Character. Default NULL name is derived from source file. Required if x is a data.frame.

datatype

Data type. Defaults to "FLT4S" for GeoTIFF files, "INT2U" otherwise. See documentation for terra::writeRaster().

append

Append to existing data source? Default: FALSE. Setting append=TRUE overrides overwrite=TRUE

overwrite

Overwrite existing data source? Default FALSE.

NoData

Value to use as GDAL NoData Value

gdal_options

Additional gdal_options, passed to terra::writeRaster()

...

Additional arguments are passed as GeoPackage "creation options." See Details.

Value

Logical. TRUE on successful write of at least one grid.

Details

Additional, non-default GeoPackage creation options can be specified as arguments to this function. The full list of creation options can be viewed here or in the gpkg_creation_options dataset. The name of the argument is creation_option and the value is selected from one of the elements of values for that option.

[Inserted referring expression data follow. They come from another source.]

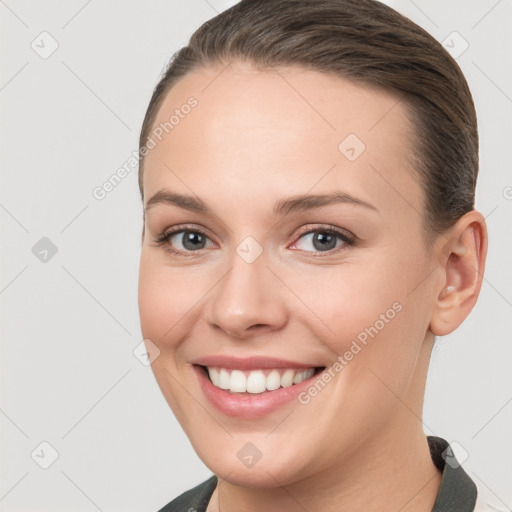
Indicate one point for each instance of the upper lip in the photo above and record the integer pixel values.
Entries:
(249, 363)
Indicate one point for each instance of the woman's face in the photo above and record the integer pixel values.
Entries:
(297, 237)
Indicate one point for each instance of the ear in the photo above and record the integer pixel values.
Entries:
(462, 259)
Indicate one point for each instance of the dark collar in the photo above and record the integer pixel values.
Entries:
(456, 494)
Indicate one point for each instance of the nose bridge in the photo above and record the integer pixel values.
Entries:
(248, 295)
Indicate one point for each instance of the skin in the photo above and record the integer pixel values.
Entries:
(256, 137)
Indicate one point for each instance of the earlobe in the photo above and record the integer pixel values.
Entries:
(462, 262)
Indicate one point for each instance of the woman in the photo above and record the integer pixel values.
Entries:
(308, 176)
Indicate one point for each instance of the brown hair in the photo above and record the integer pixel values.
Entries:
(367, 42)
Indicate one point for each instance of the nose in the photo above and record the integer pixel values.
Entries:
(248, 300)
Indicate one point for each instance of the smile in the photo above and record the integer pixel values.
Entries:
(259, 380)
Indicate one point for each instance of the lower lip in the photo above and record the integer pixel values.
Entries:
(249, 406)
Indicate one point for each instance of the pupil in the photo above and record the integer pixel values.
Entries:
(193, 241)
(324, 241)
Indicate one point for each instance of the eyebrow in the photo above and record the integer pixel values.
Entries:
(284, 206)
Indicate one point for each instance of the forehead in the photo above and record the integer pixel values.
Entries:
(263, 132)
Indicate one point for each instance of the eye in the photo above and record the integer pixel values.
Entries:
(183, 241)
(323, 240)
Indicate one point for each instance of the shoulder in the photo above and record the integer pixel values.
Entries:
(195, 499)
(488, 502)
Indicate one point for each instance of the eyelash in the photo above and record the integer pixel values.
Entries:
(346, 237)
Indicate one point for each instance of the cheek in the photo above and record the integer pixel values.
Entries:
(166, 297)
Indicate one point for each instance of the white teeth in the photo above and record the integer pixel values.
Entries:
(287, 378)
(223, 382)
(257, 381)
(238, 382)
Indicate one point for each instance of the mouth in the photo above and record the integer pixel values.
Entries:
(257, 381)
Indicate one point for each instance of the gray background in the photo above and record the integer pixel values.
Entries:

If x contains source file paths, any comma-separated value (CSV) files are treated as attribute data--even if they contain a geometry column. GeoPackage source file paths are always treated as vector data sources, and only one layer will be read from the source and written to the target. If you need to read raster data from a GeoPackage first create a SpatRaster from the layer of interest (see gpkg_rast()) before passing to gpkg_write(). If you need to read multiple layers from any multi-layer source read them individually into suitable objects. For a source GeoPackage containing multiple layers you can use gpkg_read() (returns a geopackage object) or gpkg_tables() (returns a list object).